While everything was still accessible, I installed an active bypass in the uphill cooling water discharge line before it enters the vented loop and goes over the top into the muffler. This bypass discharges overboard via a through-hull above the waterline. It provides a redundant, positive vacuum break upon engine shut-down, and a visual indication of cooling water flow when the engine is running. Actually, it is similar in concept to the water that flows from the cooling water tell-tale (pee hole) on an outboard motor.

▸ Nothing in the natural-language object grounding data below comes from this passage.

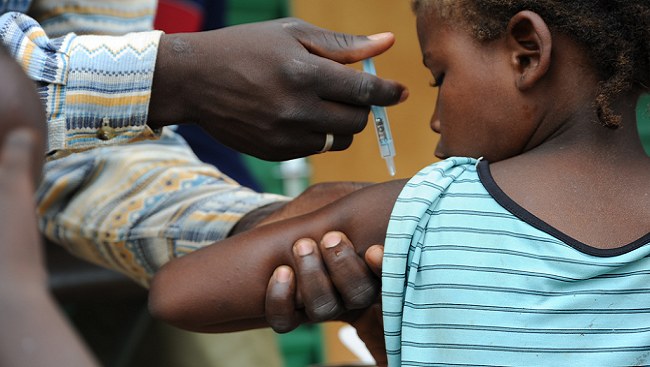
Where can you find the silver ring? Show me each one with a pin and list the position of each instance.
(329, 140)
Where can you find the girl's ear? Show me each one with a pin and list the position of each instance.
(529, 39)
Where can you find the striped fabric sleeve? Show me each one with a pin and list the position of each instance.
(133, 208)
(96, 89)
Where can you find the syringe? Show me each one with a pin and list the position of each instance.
(382, 128)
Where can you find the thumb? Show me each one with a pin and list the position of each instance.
(374, 258)
(342, 47)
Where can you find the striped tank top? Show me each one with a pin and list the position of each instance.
(472, 279)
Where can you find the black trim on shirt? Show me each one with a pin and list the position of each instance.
(484, 174)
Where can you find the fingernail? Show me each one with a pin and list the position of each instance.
(379, 36)
(304, 248)
(283, 274)
(375, 255)
(405, 95)
(331, 239)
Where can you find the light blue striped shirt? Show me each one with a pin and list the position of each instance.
(468, 282)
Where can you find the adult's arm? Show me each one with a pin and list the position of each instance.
(270, 89)
(223, 287)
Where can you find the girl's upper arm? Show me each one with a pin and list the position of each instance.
(227, 281)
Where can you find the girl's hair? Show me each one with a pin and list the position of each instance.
(615, 33)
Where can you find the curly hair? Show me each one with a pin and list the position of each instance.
(615, 33)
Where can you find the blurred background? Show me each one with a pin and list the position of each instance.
(118, 328)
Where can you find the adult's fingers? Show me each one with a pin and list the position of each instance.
(374, 258)
(353, 280)
(340, 47)
(319, 296)
(280, 308)
(341, 83)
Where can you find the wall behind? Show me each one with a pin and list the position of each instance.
(414, 140)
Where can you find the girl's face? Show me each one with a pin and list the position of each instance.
(479, 112)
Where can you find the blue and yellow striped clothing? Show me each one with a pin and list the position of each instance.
(92, 62)
(472, 279)
(130, 207)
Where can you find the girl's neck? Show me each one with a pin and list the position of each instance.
(586, 180)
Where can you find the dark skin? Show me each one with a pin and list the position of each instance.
(271, 89)
(207, 273)
(33, 331)
(538, 128)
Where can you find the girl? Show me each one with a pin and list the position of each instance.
(528, 245)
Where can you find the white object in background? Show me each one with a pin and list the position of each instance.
(349, 338)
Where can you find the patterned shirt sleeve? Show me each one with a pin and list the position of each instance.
(135, 208)
(96, 89)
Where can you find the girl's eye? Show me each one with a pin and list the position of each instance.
(437, 82)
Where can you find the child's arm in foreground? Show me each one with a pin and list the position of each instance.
(222, 287)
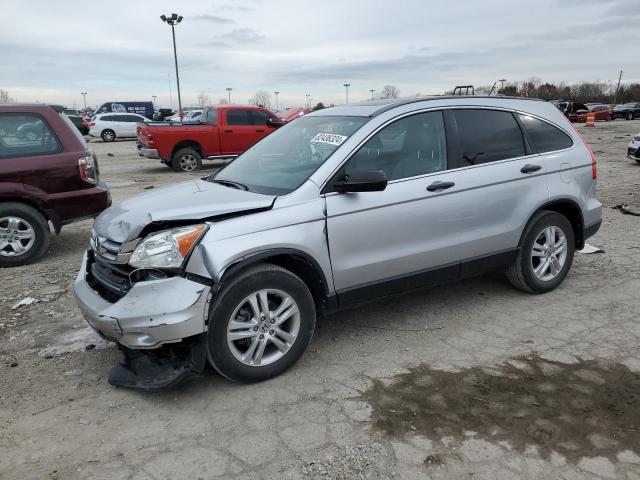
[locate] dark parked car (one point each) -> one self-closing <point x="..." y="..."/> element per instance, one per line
<point x="48" y="174"/>
<point x="80" y="123"/>
<point x="628" y="111"/>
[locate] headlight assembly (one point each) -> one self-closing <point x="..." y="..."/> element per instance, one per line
<point x="168" y="248"/>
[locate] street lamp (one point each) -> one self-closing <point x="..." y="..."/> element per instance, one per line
<point x="173" y="20"/>
<point x="346" y="86"/>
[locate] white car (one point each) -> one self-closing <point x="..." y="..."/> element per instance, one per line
<point x="633" y="150"/>
<point x="110" y="126"/>
<point x="189" y="115"/>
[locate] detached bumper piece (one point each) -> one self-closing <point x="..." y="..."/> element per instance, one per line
<point x="162" y="368"/>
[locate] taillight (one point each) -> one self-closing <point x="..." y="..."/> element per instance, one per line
<point x="594" y="169"/>
<point x="88" y="167"/>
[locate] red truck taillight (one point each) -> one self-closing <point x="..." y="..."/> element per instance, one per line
<point x="88" y="167"/>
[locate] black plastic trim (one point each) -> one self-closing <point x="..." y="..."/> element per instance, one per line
<point x="591" y="230"/>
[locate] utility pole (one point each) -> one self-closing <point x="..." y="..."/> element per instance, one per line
<point x="346" y="86"/>
<point x="173" y="20"/>
<point x="615" y="98"/>
<point x="276" y="94"/>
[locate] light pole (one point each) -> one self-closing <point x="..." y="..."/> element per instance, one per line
<point x="173" y="20"/>
<point x="346" y="86"/>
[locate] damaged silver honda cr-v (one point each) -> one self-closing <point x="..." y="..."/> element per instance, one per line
<point x="338" y="207"/>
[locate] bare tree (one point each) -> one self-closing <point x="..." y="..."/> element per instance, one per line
<point x="262" y="98"/>
<point x="203" y="99"/>
<point x="4" y="97"/>
<point x="390" y="91"/>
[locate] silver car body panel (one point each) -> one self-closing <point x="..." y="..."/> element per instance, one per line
<point x="151" y="314"/>
<point x="355" y="239"/>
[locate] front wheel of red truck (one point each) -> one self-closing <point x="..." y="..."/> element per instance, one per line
<point x="186" y="160"/>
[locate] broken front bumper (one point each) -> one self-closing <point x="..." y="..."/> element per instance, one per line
<point x="150" y="314"/>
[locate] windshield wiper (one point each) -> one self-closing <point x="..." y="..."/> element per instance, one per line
<point x="229" y="183"/>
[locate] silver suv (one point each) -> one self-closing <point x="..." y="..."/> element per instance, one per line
<point x="338" y="207"/>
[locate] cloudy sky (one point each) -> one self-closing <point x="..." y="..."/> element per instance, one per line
<point x="121" y="50"/>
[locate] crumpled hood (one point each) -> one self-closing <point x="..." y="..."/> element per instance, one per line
<point x="193" y="200"/>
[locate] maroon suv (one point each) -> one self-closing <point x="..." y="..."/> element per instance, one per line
<point x="48" y="173"/>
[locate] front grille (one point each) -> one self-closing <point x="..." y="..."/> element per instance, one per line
<point x="110" y="281"/>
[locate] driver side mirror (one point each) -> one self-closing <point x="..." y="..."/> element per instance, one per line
<point x="275" y="122"/>
<point x="372" y="181"/>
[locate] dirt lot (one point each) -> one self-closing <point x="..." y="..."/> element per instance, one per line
<point x="475" y="380"/>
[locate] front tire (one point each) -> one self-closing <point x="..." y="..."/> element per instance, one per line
<point x="261" y="324"/>
<point x="108" y="135"/>
<point x="24" y="234"/>
<point x="186" y="160"/>
<point x="545" y="255"/>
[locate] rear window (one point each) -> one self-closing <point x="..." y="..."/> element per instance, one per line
<point x="239" y="117"/>
<point x="26" y="135"/>
<point x="544" y="136"/>
<point x="488" y="136"/>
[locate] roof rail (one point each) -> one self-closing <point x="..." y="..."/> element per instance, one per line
<point x="458" y="90"/>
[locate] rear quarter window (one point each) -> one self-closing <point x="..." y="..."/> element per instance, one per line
<point x="544" y="136"/>
<point x="26" y="135"/>
<point x="488" y="135"/>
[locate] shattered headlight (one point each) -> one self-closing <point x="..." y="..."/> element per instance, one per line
<point x="168" y="248"/>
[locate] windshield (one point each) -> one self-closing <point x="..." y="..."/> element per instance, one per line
<point x="284" y="160"/>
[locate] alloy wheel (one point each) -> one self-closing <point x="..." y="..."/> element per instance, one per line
<point x="188" y="163"/>
<point x="549" y="253"/>
<point x="16" y="236"/>
<point x="263" y="327"/>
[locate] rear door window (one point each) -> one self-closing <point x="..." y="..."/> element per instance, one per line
<point x="239" y="117"/>
<point x="26" y="135"/>
<point x="544" y="136"/>
<point x="488" y="136"/>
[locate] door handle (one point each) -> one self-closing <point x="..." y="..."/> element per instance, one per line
<point x="440" y="186"/>
<point x="528" y="168"/>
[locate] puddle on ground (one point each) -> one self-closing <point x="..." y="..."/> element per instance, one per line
<point x="583" y="409"/>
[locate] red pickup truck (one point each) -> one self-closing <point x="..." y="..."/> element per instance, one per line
<point x="222" y="133"/>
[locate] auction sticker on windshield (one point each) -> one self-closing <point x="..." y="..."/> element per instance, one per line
<point x="330" y="138"/>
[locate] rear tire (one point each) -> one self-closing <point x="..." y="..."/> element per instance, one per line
<point x="543" y="262"/>
<point x="249" y="343"/>
<point x="108" y="135"/>
<point x="186" y="160"/>
<point x="31" y="228"/>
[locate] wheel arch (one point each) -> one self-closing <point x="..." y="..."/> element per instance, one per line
<point x="296" y="261"/>
<point x="186" y="144"/>
<point x="569" y="209"/>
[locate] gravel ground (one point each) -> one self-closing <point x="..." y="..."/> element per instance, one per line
<point x="475" y="380"/>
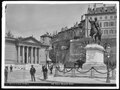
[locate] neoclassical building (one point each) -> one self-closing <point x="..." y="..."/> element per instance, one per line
<point x="24" y="51"/>
<point x="107" y="18"/>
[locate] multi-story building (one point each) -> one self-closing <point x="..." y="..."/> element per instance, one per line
<point x="20" y="51"/>
<point x="106" y="16"/>
<point x="61" y="41"/>
<point x="46" y="39"/>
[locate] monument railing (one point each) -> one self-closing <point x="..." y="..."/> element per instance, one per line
<point x="66" y="71"/>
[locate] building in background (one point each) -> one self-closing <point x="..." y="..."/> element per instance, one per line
<point x="46" y="39"/>
<point x="20" y="51"/>
<point x="106" y="16"/>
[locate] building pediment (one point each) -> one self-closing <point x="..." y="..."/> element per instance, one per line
<point x="31" y="40"/>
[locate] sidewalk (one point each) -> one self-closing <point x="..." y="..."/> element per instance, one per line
<point x="77" y="80"/>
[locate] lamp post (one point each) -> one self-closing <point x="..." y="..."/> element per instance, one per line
<point x="108" y="58"/>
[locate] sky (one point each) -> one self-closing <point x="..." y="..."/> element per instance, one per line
<point x="36" y="19"/>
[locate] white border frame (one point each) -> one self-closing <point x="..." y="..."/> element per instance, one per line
<point x="57" y="2"/>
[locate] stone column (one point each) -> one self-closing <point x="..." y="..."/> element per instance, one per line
<point x="18" y="55"/>
<point x="27" y="54"/>
<point x="23" y="55"/>
<point x="31" y="55"/>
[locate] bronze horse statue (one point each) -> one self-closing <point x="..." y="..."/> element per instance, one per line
<point x="95" y="31"/>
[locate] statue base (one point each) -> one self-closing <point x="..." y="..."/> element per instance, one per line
<point x="94" y="57"/>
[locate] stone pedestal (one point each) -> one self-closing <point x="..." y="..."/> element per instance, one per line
<point x="94" y="57"/>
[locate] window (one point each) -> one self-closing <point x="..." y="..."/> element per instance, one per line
<point x="100" y="24"/>
<point x="111" y="23"/>
<point x="20" y="51"/>
<point x="105" y="31"/>
<point x="105" y="17"/>
<point x="115" y="17"/>
<point x="100" y="17"/>
<point x="112" y="31"/>
<point x="105" y="24"/>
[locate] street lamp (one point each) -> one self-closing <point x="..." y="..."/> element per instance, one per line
<point x="108" y="49"/>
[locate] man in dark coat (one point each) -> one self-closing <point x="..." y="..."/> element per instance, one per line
<point x="32" y="72"/>
<point x="6" y="74"/>
<point x="46" y="72"/>
<point x="44" y="69"/>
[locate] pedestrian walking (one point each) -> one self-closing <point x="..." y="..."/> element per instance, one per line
<point x="11" y="68"/>
<point x="46" y="72"/>
<point x="43" y="71"/>
<point x="6" y="73"/>
<point x="32" y="72"/>
<point x="51" y="68"/>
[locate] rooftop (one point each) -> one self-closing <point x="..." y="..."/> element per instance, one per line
<point x="102" y="10"/>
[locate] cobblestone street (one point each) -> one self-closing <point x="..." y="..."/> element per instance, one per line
<point x="23" y="76"/>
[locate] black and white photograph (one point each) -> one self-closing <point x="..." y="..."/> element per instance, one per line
<point x="60" y="44"/>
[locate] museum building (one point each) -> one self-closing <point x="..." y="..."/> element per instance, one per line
<point x="24" y="51"/>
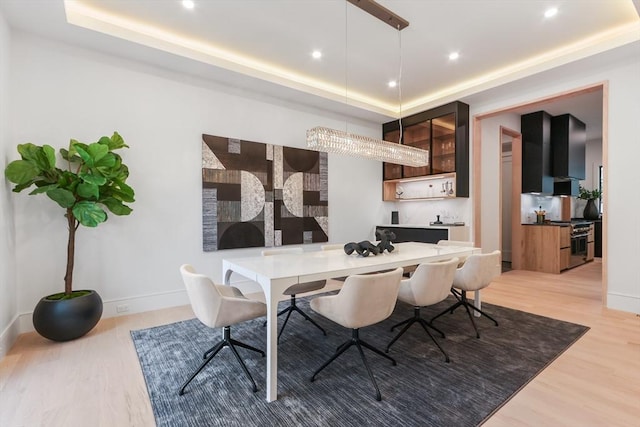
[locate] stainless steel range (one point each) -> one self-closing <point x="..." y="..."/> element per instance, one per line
<point x="579" y="240"/>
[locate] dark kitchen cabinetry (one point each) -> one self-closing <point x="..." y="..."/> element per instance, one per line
<point x="568" y="142"/>
<point x="444" y="131"/>
<point x="597" y="239"/>
<point x="536" y="153"/>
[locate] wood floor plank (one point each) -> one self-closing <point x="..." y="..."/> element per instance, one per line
<point x="97" y="380"/>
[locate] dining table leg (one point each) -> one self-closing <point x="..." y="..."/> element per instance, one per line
<point x="271" y="298"/>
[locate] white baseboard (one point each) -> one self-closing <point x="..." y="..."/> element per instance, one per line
<point x="23" y="323"/>
<point x="630" y="303"/>
<point x="123" y="306"/>
<point x="9" y="336"/>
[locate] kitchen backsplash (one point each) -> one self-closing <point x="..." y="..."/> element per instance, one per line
<point x="451" y="210"/>
<point x="552" y="205"/>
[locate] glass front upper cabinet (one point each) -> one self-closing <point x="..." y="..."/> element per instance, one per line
<point x="444" y="131"/>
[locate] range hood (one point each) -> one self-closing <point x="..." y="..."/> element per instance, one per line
<point x="553" y="153"/>
<point x="536" y="153"/>
<point x="568" y="147"/>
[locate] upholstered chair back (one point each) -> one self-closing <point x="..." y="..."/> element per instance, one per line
<point x="363" y="300"/>
<point x="218" y="305"/>
<point x="478" y="271"/>
<point x="429" y="284"/>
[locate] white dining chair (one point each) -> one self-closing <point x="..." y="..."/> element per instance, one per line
<point x="477" y="273"/>
<point x="294" y="290"/>
<point x="363" y="300"/>
<point x="429" y="285"/>
<point x="220" y="306"/>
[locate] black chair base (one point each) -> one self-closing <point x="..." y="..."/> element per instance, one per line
<point x="426" y="325"/>
<point x="464" y="302"/>
<point x="227" y="341"/>
<point x="290" y="309"/>
<point x="355" y="340"/>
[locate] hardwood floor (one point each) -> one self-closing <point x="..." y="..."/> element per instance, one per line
<point x="96" y="380"/>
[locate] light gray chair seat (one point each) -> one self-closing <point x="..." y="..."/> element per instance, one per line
<point x="457" y="243"/>
<point x="477" y="273"/>
<point x="220" y="306"/>
<point x="429" y="284"/>
<point x="301" y="288"/>
<point x="294" y="290"/>
<point x="363" y="300"/>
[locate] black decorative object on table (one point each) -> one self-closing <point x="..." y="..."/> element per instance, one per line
<point x="385" y="237"/>
<point x="365" y="248"/>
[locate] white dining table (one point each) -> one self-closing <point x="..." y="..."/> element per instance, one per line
<point x="277" y="273"/>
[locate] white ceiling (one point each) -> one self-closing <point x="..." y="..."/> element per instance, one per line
<point x="265" y="45"/>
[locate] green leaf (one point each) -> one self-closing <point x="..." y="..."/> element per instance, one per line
<point x="117" y="142"/>
<point x="84" y="155"/>
<point x="107" y="161"/>
<point x="89" y="213"/>
<point x="116" y="206"/>
<point x="64" y="198"/>
<point x="21" y="171"/>
<point x="43" y="189"/>
<point x="93" y="179"/>
<point x="28" y="151"/>
<point x="97" y="151"/>
<point x="88" y="191"/>
<point x="50" y="155"/>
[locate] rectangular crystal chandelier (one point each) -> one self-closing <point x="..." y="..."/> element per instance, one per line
<point x="340" y="142"/>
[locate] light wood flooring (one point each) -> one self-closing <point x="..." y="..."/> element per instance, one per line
<point x="96" y="380"/>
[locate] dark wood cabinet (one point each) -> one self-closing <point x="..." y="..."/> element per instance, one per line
<point x="536" y="153"/>
<point x="444" y="131"/>
<point x="568" y="145"/>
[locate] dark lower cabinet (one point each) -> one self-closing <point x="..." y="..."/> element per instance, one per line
<point x="597" y="238"/>
<point x="411" y="234"/>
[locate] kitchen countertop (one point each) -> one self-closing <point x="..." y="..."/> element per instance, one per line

Being cautious, I also installed an in-line ball valve so I could control the bypass flow or close it completely in the event of a weak or failing raw water pump. Tony also mentioned that the raw cooling water flow was greater than what was actually needed to cool the exhaust system, and that reducing the flow also reduces exhaust back pressure. I found this to be true as I am bypassing about 1/3 of the cooling water and the muffler still runs under 100F at every engine speed and load. One additional safety feature is that the risk of filling a water-lift muffler due to prolonged cranking is reduced or even eliminated.
Finally, this arrangement seems to be common on commercial vessels with wet exhaust for safety, and some sportfishing boats for performance.